To outline how machine learning can be best applied, data science software company, Dataiku, has recently released a whitepaper titled “How Machine Learning is Transforming Pharmaceuticals”.

The paper assesses how drugs have been discovered in the past and notes that rather than through ‘inspiration’ or years of iterative experimental approach, the next major medical breakthroughs will come as the result of data review and data analysis.

The paper goes on to assess how big data and machine learning are transforming the pharmaceutical industry. The focus is with how big data analytics can improve the patient recruitment process. This involves accessing and searching cloud services, where relevant databases contain terabytes of publicly- and privately-held data to enable clinical trial recruitment with better precision.

Another example is with Natural Language Processing, which speeds up hypothesis testing. When scientists design a drug trial tend to use their own knowledge of medical literature and previous studies. Now algorithms can screen decades of different studies and trials.

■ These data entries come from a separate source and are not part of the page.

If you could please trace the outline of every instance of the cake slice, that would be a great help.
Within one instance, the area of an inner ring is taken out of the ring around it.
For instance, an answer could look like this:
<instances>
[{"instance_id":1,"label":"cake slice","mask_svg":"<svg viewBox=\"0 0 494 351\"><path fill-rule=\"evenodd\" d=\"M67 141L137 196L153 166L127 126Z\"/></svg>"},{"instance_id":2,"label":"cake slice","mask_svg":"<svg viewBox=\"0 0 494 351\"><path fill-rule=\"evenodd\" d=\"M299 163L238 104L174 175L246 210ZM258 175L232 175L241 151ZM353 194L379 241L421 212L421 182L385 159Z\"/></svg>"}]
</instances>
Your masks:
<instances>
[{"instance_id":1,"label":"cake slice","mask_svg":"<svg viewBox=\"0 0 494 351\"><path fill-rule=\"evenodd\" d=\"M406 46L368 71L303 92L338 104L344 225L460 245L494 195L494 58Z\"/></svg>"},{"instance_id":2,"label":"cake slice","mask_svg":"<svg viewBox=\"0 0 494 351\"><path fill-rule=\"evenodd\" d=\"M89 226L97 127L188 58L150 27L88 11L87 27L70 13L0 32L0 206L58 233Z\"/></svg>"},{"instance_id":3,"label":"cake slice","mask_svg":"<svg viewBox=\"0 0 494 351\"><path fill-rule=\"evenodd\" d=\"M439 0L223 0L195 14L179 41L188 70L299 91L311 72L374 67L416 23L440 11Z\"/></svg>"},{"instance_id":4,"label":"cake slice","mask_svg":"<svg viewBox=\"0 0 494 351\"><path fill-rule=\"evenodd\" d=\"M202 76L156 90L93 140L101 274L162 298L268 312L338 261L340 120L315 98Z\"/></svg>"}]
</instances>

A third application is with data science methods, which can assist scientists with identifying patterns in public and private datasets far faster and more meaningfully. Such analytics can also assist with developing personalized medicines, where drugs can be customized to small populations of patients with particular genetic profiles.

Analytics can also aid companies with optimizing the shipping of medications, finding the quickest and most cost-effective routes. A different application is with assessing prescribing rates, to verify that patients genuinely need the medication and to ensure that medics are consistently prescribing drugs based on patient need.